For the nine months ended June 30, 2024, the Company generated a net loss of $1,307,000, loss from continuing operations of $1,304,000 and used cash flows from operating activities of $72,000. By discontinuing the retail segment, which incurred significant losses, the Company expects improved performance in future periods. The Company’s OEM distribution segment procures substantially all its products through independent suppliers in China through Forward China. In connection with the new sourcing agreement and in order to preserve future liquidity, in November 2023, the Company and Forward China entered into an agreement whereby Forward China agreed to limit the amount of outstanding payables it would seek to collect from the Company to $500,000 in any 12-month period, which the Company agreed to pay within 30 days of any such request (see Note 8). This agreement pertains only to payables that were outstanding at October 30, 2023 of approximately $7,365,000. Purchases from Forward China made after October 30, 2023 are not covered by this agreement and are expected to be paid according to normal payment terms. In order to regain compliance with Nasdaq listing standards, the Company and Forward China entered into an agreement to convert $1,700,000 of the due to Forward China into preferred stock, which became effective July 5, 2024 (See Note 6). Based on our forecasted cash flows, discontinuing our retail segment and the agreements with Forward China, we believe our existing cash balance and working capital will be sufficient to meet our liquidity needs through at least August 31, 2025. If necessary to preserve future cash flow and liquidity, we have the ability to implement cost-cutting measures in a timely manner as we have done in prior periods, which may include a reduction in labor force and/or salary reductions for existing personnel as deemed necessary.
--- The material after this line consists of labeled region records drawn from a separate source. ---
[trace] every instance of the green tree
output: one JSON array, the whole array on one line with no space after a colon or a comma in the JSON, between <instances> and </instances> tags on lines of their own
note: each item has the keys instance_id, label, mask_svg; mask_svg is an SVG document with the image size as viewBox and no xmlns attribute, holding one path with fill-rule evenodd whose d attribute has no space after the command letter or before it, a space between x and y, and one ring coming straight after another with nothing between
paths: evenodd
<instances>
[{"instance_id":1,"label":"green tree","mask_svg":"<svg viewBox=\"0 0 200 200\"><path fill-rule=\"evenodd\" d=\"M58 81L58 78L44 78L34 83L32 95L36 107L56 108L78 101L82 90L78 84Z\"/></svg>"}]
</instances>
The condensed consolidated financial statements do not include any adjustments that might result if the Company is unable to continue as a going concern.

 

Impact of COVID-19

 

On May 11, 2023, the U.S. Department of Health and Human Services declared the end of the Public Health Emergency for COVID-19; however, the effects of COVID-19 continue to linger throughout the global economy and our businesses. Though the severity of COVID-19 has subsided, new variants, or the outbreak of a new pathogen, could interrupt our business, cause renewed labor and supply chain disruptions, and negatively impact the global and US economy, which could materially and adversely impact our business.